I picked it up, and after driving less than a mile noticed a crack running across the passenger side of the screen, about 20" in length. Needless to say, NONE of the garages carrying out the work know nothing about it.......

Just had the quote for replacement!!! £2,566.72 EXCLUDING FITTING :evil: 

(1999 Laika Ecovip 400i)

My insurance only covers me for £2,000 so I'll have to pay an excess on that, and probably an extra 'grand' for my trouble!!!!

If I can give you any advice out there, it is this: Check your van thoroughly before you drive off, and have the mechanic's do a 'walk around' to identify any damage BEFORE they take it in for work!!

It's going to be weeks before I can get a screen, and it's really put us back on our 'deadline'...... :roll: 

Bloody 'spanner-monkeys'....... :evil:


----------



## geraldandannie (Jun 4, 2006)

When I saw the thread subject, I thought: "what are they moaning about - of course windscreens are a few hundred quid."

*TWO AND A HALF BLOODY GRAND !!!!!! * 8O 8O 8O 8O 8O

My sincere sympathies, especially as it's going to affect your schedule.


----------



## geraldandannie (Jun 4, 2006)

Just a quick thought - you're sure it can't be repaired?
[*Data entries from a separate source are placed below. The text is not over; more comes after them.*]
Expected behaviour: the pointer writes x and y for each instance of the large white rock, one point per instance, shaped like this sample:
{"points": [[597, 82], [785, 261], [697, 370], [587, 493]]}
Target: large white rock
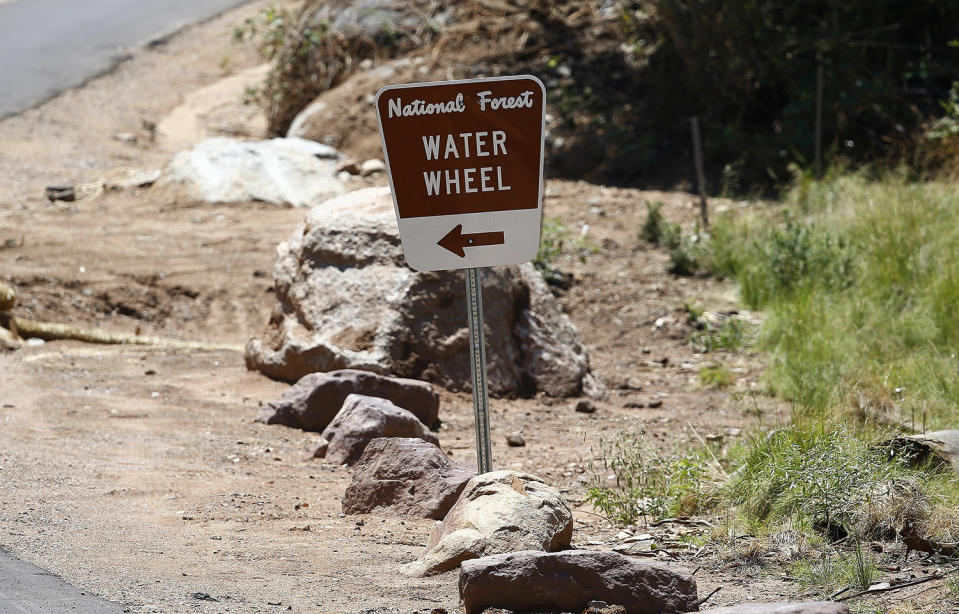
{"points": [[498, 512], [346, 299], [292, 172]]}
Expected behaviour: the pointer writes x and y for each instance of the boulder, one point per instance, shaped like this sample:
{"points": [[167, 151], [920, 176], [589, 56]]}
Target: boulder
{"points": [[941, 447], [500, 511], [568, 581], [363, 419], [808, 607], [346, 299], [312, 402], [404, 477], [290, 172]]}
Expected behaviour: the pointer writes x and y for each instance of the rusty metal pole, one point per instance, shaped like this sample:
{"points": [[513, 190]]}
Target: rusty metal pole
{"points": [[474, 303]]}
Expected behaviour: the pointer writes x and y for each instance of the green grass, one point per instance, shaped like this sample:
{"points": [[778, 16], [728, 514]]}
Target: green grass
{"points": [[837, 570], [716, 376], [634, 480], [859, 283], [556, 241]]}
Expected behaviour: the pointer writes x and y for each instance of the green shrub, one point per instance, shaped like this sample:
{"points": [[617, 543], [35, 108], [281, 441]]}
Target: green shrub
{"points": [[634, 480], [748, 69], [861, 291], [716, 376], [817, 471], [557, 240], [731, 333]]}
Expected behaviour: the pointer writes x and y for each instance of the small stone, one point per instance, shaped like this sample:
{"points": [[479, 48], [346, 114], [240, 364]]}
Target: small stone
{"points": [[515, 581], [363, 419], [349, 165], [372, 166], [585, 406], [404, 477], [61, 192], [313, 402], [601, 607], [515, 440], [499, 511]]}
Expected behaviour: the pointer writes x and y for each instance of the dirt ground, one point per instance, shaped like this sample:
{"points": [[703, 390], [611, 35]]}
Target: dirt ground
{"points": [[137, 473]]}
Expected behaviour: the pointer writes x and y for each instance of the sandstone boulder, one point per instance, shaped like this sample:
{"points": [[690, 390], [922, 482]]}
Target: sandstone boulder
{"points": [[363, 419], [290, 172], [808, 607], [500, 511], [312, 402], [942, 447], [346, 299], [404, 477], [568, 581]]}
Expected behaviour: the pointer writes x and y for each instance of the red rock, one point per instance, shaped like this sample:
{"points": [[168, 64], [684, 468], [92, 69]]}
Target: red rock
{"points": [[567, 581]]}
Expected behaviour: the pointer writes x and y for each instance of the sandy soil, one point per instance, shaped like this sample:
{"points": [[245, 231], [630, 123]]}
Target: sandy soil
{"points": [[138, 473]]}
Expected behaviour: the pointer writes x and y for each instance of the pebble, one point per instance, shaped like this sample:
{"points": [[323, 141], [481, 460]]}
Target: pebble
{"points": [[585, 406], [515, 440]]}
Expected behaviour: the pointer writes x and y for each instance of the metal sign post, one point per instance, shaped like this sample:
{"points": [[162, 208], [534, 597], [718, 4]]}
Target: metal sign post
{"points": [[465, 162], [474, 302]]}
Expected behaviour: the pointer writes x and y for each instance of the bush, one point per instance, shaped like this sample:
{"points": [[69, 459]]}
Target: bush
{"points": [[748, 69], [819, 472], [557, 240], [647, 484]]}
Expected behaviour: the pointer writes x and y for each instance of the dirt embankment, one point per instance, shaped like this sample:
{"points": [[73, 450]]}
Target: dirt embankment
{"points": [[137, 473]]}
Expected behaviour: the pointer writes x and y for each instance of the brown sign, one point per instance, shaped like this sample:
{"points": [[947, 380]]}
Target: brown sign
{"points": [[465, 160], [463, 147]]}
I hear they do some wonderful stuff with special compounds these days.

Still reeling at that cost (plus fitting).


----------



## Laikadriver (May 1, 2005)

Two and a half is just for the screen. By the time you add all the 'extras' such as fitting etc... it will be closer to 3 grand!!!

I'm starting to have SERIOUS reservations at having bought an 'A' class for full-timing. The fact that it's going to take several weeks to sort out, does NOT inspire me with confidence for travelling abroad!

I would have thought that Laika would have had the foresight to have some of these windscreens in stock, rather than having to manufacture them. Bad business that.

What are we supposed to do if we have a 'minor ding' while on tour? Go and buy another van? It's scarey stuff!!

I ordered some spares for the Laika through one of the UK dealers weeks ago, still no parts!!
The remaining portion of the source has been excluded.